Lu L'Affaire Jésus d'Henri Guillemin, historien bien connu pour ses ouvrages sur le dix-neuvième siècle et la Révolution, et surtout pour les enregistrements de ses conférences, qui font un tabac sur Youtube. Désaccord global avec l'ouvrage, plaisant au demeurant. Guillemin, qui se dit chrétien, a un point de vue qui me semble naïf, un pur point de vue d'historien, très répandu à notre époque : ce qui l'intéresse, c'est le Christ historique, le vrai Jésus de l'histoire, dont les évangiles seraient une sorte de recension documentaire. Il s'appuie peu sur les épîtres de Paul, presque pas sur l'Ancien Testament. Nous avons donc ici le cas inverse de Dick, pour qui seul l'Ancien Testament comptait. Le problème, c'est que ce postulat (Jésus photographié par les évangélistes) aboutit à un pur contresens quant à l'appréhension de la figure et du rôle du Christ. Le Christ est avant tout un événement scripturaire, explicité en premier lieu par les épîtres, – et les évangiles sont une sorte de développement théologique postérieur, de grand prix assurément, mais sans grande visée documentaire au sens où nous entendons ce mot. Ce n'était tout simplement pas la façon dont les « auteurs » bibliques concevaient leur tâche. Il faut appréhender la totalité de l'Écriture – Ancien Testament inclus – pour comprendre le Christ, et le fait d'opérer des sélections dans le texte sacré porte un nom très précis, cela s'appelle une hérésie. La conséquence de cela dans le cas de Guillemin, de la minceur théologique de son approche, c'est qu'il aboutit, comme Hugo, comme tant d'autres, à une vision avant tout morale de Jésus.
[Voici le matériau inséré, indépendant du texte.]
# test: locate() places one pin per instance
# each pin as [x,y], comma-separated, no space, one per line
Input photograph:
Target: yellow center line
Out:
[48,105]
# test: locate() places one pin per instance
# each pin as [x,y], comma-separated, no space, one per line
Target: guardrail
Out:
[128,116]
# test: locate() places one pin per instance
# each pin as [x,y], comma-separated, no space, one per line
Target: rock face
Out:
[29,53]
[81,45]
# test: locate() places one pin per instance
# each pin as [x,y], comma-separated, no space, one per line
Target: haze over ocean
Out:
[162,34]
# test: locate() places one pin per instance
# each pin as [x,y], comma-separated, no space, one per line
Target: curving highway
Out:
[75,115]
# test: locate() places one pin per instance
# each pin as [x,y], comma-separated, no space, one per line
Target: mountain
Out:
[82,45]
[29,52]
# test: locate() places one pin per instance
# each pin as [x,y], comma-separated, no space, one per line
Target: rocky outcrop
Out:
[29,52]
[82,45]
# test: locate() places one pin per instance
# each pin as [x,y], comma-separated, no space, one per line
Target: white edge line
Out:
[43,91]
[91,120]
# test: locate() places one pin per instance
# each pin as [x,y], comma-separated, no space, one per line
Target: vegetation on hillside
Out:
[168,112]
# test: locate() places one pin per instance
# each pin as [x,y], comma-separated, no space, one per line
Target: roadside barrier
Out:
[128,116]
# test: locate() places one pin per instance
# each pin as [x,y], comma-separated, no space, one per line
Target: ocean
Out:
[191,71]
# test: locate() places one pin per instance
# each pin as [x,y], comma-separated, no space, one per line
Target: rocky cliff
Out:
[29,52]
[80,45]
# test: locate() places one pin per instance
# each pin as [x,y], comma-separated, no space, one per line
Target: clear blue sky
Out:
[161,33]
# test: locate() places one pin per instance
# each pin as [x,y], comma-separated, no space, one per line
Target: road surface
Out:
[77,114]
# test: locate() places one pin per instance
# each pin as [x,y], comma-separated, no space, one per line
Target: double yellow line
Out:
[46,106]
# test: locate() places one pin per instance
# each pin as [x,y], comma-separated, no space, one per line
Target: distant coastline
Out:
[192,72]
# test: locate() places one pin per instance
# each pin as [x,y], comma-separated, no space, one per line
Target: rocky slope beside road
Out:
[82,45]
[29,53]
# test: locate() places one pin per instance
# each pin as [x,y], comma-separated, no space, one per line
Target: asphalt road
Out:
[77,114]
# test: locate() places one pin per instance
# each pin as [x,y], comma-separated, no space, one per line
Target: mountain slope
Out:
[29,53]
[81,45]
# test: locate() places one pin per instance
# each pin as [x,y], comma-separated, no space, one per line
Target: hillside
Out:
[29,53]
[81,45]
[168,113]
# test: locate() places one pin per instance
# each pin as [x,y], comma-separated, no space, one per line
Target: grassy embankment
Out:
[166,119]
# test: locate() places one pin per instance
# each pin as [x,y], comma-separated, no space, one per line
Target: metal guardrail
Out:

On en revient, comme toujours, à la morale, non pas la morale étriquée du catholicisme bourgeois, mais la morale généreuse et altruiste de la gauche humaniste – laquelle n'en reste pas moins une morale, c'est-à-dire un singulier rétrécissement par rapport à la perspective biblique. J'éprouve donc de la sympathie pour Guillemin, pour son enthousiasme lyrique si communicatif, mais dans ces matières je préfère Ellul, qui me semble bien plus informé quant aux modalités fondamentales de l’exégèse biblique.
J'ai revu récemment la conférence de Guillemin sur l'affaire Jésus. C'est toujours marquant d'entendre quelqu'un parler des choses essentielles, du sens de la vie tel qu'il le voit...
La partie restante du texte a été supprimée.